# Introduction
The motivation behind this notebook is to determine how strong a password is. And not just by looking at entropy analysis or how complex a password is, but by looking at the correlation of password strength and how it varies when compared against a number of different categories which we can categorize the password string by.

# Background Research
It is so often said to us that we should use passwords that are not common words. But let's say my password is 'klo$0', instead of what I would usually use (not) 'y@tin'.

Both these passwords are 8 characters each. The idea is that a computer program can probably guess these passwords in an insignificant amount of time can be worrying. Let's just try it ourselves and see how long it would take for a computer to find these two passwords:

In [1]:
import time
import string
import random

# all the characters that can be used in a password
all_chars = string.ascii_uppercase + string.ascii_lowercase + string.punctuation + string.digits
slen = len(all_chars)
# calculating time for random 5 character string:
start_rand = time.time()
check = ''.join(random.choice(all_chars) for _ in range(5))
end_rand = time.time()
elapsed = end_rand - start_rand
print("It took {0} seconds to guess a random 5 character string from a range of characters {1} characters long".format(elapsed, slen))

It took 0.00010609626770019531 seconds to guess a random 5 character string from a range of characters 94 characters long


We know that there are 6 possibilities, and we also know that there are 94 characters to chose from. So we can have 94^6 possible combinations of possible 6 character strings. As such, we can multiply the number of combinations with the amount of time it takes to compute one combination, and find out how much time (years) it would have at most taken to guess a random password of 6 characters. 

In [2]:
pos = 94 ** 5
total = pos * elapsed # total time taken
days = total / 86400 # seconds to days conversion
years = days / 365 # days to years conversion
print("It will take at most {0} years to guess your 5 character password!".format(years))

It will take at most 0.024690663884703364 years to guess your 5 character password!

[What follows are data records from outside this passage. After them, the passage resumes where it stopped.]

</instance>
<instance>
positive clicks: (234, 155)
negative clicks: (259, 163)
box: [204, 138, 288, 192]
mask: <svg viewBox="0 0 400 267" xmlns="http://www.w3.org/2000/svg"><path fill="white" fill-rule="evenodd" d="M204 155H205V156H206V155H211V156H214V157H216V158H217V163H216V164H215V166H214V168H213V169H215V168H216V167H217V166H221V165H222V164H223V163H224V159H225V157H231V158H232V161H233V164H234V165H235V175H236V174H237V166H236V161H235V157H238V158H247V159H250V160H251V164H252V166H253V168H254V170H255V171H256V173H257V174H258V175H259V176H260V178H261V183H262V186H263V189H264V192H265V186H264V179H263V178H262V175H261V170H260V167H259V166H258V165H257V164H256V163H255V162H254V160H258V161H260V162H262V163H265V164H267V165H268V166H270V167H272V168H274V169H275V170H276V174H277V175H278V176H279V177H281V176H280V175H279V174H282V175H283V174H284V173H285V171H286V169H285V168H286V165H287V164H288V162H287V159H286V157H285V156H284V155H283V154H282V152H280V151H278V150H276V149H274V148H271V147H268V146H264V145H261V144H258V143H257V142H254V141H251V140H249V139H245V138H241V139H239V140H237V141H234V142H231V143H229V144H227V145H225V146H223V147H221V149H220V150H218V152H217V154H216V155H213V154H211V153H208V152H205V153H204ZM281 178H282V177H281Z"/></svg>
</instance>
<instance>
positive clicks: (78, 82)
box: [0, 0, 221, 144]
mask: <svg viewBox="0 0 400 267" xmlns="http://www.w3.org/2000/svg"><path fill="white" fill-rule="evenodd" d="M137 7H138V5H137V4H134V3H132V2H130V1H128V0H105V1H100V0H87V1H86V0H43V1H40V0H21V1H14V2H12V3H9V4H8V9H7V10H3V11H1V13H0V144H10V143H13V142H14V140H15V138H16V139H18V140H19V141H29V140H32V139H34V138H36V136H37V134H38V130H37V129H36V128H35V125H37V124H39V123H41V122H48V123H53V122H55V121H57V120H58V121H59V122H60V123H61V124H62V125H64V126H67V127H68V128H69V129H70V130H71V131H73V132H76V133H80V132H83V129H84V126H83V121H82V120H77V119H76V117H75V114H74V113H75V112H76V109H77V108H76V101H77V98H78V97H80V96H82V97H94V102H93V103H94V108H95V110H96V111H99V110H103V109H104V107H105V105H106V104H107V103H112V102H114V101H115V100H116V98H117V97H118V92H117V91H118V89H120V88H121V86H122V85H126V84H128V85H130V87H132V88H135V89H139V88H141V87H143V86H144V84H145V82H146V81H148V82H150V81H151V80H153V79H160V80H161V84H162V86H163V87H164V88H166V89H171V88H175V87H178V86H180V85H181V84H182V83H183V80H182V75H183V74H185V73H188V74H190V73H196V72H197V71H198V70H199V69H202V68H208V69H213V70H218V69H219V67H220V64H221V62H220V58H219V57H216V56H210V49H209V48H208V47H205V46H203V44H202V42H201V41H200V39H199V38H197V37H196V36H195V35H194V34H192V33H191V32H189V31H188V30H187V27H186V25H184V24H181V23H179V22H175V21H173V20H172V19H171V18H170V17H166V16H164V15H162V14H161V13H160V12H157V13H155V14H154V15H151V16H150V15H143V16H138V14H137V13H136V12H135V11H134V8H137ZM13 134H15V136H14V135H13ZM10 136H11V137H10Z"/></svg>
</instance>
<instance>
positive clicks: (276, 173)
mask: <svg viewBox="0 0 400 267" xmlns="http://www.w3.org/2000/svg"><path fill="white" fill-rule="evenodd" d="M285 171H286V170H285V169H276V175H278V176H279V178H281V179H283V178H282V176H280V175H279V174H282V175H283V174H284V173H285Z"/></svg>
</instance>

So if I don't change my password every 3 or so years, it could potentially be hacked. Now obviously my password is not that low, because let's observe what happens when we change the number of characters in the password from 5 to 12.

In [3]:
import pandas as pd
import numpy as np
from matplotlib import pyplot as plt
%matplotlib inline
import seaborn as sns

# define function to check for how long it would take to generate passowrd of n characters
pass_speeds = [] # parallel lists keeping track of speeds and corresponding number of chars
num_chars = []
def guess(n):
    check = ''.join(random.choice(all_chars) for _ in range(n))
    pos = 94 ** n
    total = pos * elapsed # total time taken
    days = total / 86400 # seconds to days conversion
    years = days / 365 # days to years conversion
    num_chars.append(n)
    pass_speeds.append(years)

# call function from ranges of 5 to 12 to populate dictionary with values
for i in range(5,13):
    guess(i)

# create data frame with speeds of corresponding password lengths
speeds = pd.DataFrame({"speed (years)": pass_speeds, "length of password (chars)": num_chars})
print(speeds)

   length of password (chars)  speed (years)
0                           5   2.469066e-02
1                           6   2.320922e+00
2                           7   2.181667e+02
3                           8   2.050767e+04
4                           9   1.927721e+06
5                          10   1.812058e+08
6                          11   1.703334e+10
7                          12   1.601134e+12


Look at that, the longer your password is, the longer it will take to crack it using a computer. At this point it is probably right to think that it might be a bit overkill to make a password of anything near 9 characters. But remember that these operations can be made easier with synchronization of more than one computer together, and these computers that which can probably operate at much, much higher speeds than mine. 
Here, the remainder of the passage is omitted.